How to proceed with outdated information?

Hi wiki maintainers,

during my short time here I stumbled over two pages, each describing software which seems not to be in use anymore: Pyrender and Tiles@home. Maybe there are more examples and I am asking if there are rules how to proceed with outdated content like this? Because it is hard for beginners and others to use the wiki if it’s cluttered with outdated information, I find it very important to clearly mark the content as outdated and move it to some kind of archive corner.

Here are my questions:

  • Should everything be kept for historical / archiving purposes or are ther criteria when content should be deleted?

  • Is there already a template, indicating that the page is describing something historical
    ( The existing template http://wiki.openstreetmap.org/wiki/Template:OutOfDate is probably too weak)

  • Should we distinguish between A) outdated information which should be updated (e.g. how to install mapnik on debian), and for what the OutOfDate template seems to be for and B) Pages describing something which was important in the past, but is simply not available / acessible / functional anymore and therefore cannot be updated anymore (like Tiles@Home).

  • are there guidelines how to proceed with category B) (e.g. move to a specific category, remove incoming links from current pages), etc …

Best regards
Michael

These are good questions and I don’t think that there is really an established procedure for this yet.

I would indeed make the distinction you describe:

Tutorials, tagging documentation and so on (A) should indeed be updated to reflect the current situation.

Historical programs, map styles and so on (B) will still be encountered in articles, books, conversations and so on. There will clearly be people who want to learn what this is/was about. Therefore, I think that such pages (or at least their introductions) should be rewritten to a historical perspective that keeps important information, but makes it clear from the start that this is no longer “alive” (“XYZ was a renderer developed by ABC Inc. until 2011. It supported …”) Until this has happened, the “OutOfDate” template would be appropriate, which I interpret as “this page needs an update”. In addition, one might consider changing categories, templates and so on to avoid cluttering lists - for example, maybe it would make sense to introduce a “Defunct renderers” category?
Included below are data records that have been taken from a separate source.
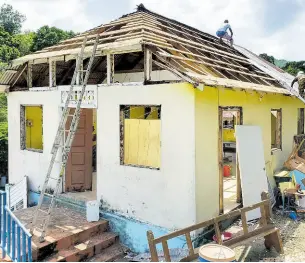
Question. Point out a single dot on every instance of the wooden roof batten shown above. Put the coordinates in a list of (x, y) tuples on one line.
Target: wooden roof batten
[(189, 53)]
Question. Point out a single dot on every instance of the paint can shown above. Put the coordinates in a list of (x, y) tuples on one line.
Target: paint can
[(216, 253)]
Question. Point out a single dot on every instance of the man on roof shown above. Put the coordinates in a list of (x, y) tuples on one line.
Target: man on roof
[(300, 78), (222, 32)]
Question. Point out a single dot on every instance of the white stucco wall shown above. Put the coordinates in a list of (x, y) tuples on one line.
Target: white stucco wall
[(164, 197), (25, 162)]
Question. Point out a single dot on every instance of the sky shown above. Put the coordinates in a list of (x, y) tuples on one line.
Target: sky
[(276, 27)]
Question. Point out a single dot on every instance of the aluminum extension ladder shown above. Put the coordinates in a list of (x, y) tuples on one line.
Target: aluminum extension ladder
[(66, 146)]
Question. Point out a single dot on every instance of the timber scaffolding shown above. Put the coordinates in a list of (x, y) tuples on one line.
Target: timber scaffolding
[(143, 41)]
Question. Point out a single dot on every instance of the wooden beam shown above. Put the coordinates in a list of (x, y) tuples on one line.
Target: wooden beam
[(110, 68), (69, 70), (209, 64), (147, 64), (52, 73)]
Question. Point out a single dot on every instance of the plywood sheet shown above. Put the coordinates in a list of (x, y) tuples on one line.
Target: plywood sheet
[(250, 149)]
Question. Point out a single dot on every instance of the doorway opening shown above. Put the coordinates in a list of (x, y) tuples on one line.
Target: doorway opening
[(229, 176), (80, 173)]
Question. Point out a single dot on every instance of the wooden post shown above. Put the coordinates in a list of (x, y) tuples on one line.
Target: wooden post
[(110, 68), (152, 247), (217, 232), (147, 64), (189, 243), (220, 159), (29, 75), (267, 207), (238, 181), (52, 73), (166, 251), (79, 76)]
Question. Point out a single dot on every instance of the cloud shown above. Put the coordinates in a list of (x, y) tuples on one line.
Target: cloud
[(263, 26), (254, 28), (68, 14)]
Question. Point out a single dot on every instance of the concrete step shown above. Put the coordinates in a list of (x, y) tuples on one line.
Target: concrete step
[(85, 250), (57, 242), (67, 201), (116, 252)]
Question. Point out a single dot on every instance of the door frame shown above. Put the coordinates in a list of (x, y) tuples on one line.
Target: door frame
[(64, 140), (239, 121)]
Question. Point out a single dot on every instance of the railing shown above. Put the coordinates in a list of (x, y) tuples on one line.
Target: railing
[(89, 98), (16, 241), (266, 228)]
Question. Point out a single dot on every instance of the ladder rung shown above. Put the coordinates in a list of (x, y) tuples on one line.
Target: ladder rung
[(43, 211), (53, 178), (48, 195)]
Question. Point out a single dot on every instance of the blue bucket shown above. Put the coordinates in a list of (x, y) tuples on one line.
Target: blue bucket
[(216, 253)]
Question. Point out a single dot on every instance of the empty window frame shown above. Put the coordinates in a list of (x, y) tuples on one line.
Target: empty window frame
[(276, 129), (140, 129), (31, 128), (300, 121)]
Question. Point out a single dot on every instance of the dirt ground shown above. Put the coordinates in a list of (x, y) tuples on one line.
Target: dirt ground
[(293, 238)]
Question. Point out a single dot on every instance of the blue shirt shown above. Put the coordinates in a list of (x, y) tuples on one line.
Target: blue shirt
[(224, 27)]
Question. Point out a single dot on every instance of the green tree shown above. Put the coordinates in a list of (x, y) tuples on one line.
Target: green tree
[(268, 58), (24, 42), (10, 19), (48, 36), (293, 67), (8, 47)]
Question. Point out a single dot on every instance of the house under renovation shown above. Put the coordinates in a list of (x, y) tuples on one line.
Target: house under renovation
[(157, 121)]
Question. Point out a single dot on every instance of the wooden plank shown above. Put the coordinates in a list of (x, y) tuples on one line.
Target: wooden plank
[(244, 222), (184, 231), (176, 72), (238, 181), (249, 145), (267, 206), (220, 159), (19, 75), (300, 121), (170, 40), (261, 232), (152, 246), (110, 68), (29, 75), (189, 243), (52, 73), (218, 233), (212, 65), (147, 64), (166, 251)]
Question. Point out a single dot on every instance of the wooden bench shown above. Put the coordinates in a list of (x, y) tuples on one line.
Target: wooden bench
[(265, 229)]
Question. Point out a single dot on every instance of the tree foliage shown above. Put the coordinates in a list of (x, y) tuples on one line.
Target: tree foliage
[(24, 42), (10, 19), (48, 36), (268, 58), (294, 67)]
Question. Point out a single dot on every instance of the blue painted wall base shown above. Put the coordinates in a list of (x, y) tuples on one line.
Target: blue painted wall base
[(132, 232)]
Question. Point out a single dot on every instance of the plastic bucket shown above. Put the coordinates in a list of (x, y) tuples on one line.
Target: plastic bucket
[(216, 253), (226, 170), (225, 236)]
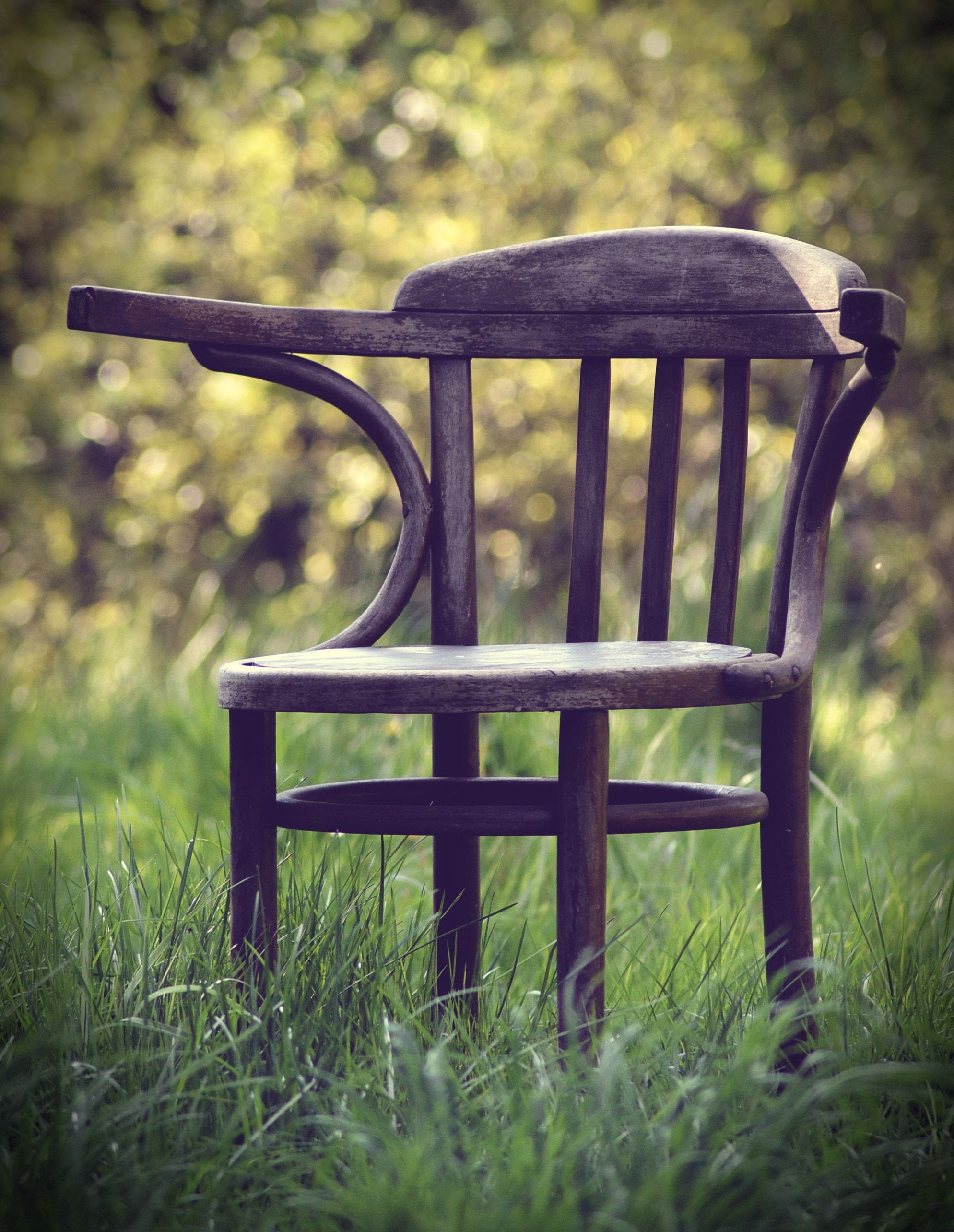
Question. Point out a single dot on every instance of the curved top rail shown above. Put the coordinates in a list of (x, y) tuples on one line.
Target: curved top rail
[(474, 335), (646, 269), (398, 452)]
A special case, I believe, are proposals: There you often have an (updated) copy of the proposed documentation elsewhere - to be treated like category A -, but want to keep a particular snapshot of the past because it helps understand the reasoning behind the tagging and decision making process. So I have begun using a template to replace the original proposal content with a placeholder if there is more current documentation. This makes sure that the current documentation will be preferred in search results and so on, but original content is still easily available.

As for your other questions …

I think that meaningful content should mostly be kept, with the exception of updating howtos, tutorials and so on as mentioned above. This does not apply to broken “infrastructure” (abandoned templates or categories, obsolete portals, low-quality versions of icons and images etc.) and obvious trash (spam, mistakenly created pages etc.) which can and should be deleted.

As a special case, everything in user namespaces can be deleted at the user’s discretion.

If there is, I’m not aware of it.

Hi,
thanks for your reply. I think this makes all sense. Use the OutOfDate propose until situation is verfied and until it’s clear which case applies. Then use something like the Archived proposal template in the future for abandoned / defunct software etc. I think I wait with introducing a new template until more examples are collected. In the meanwhile I could use an ambox as a warning on top of the page.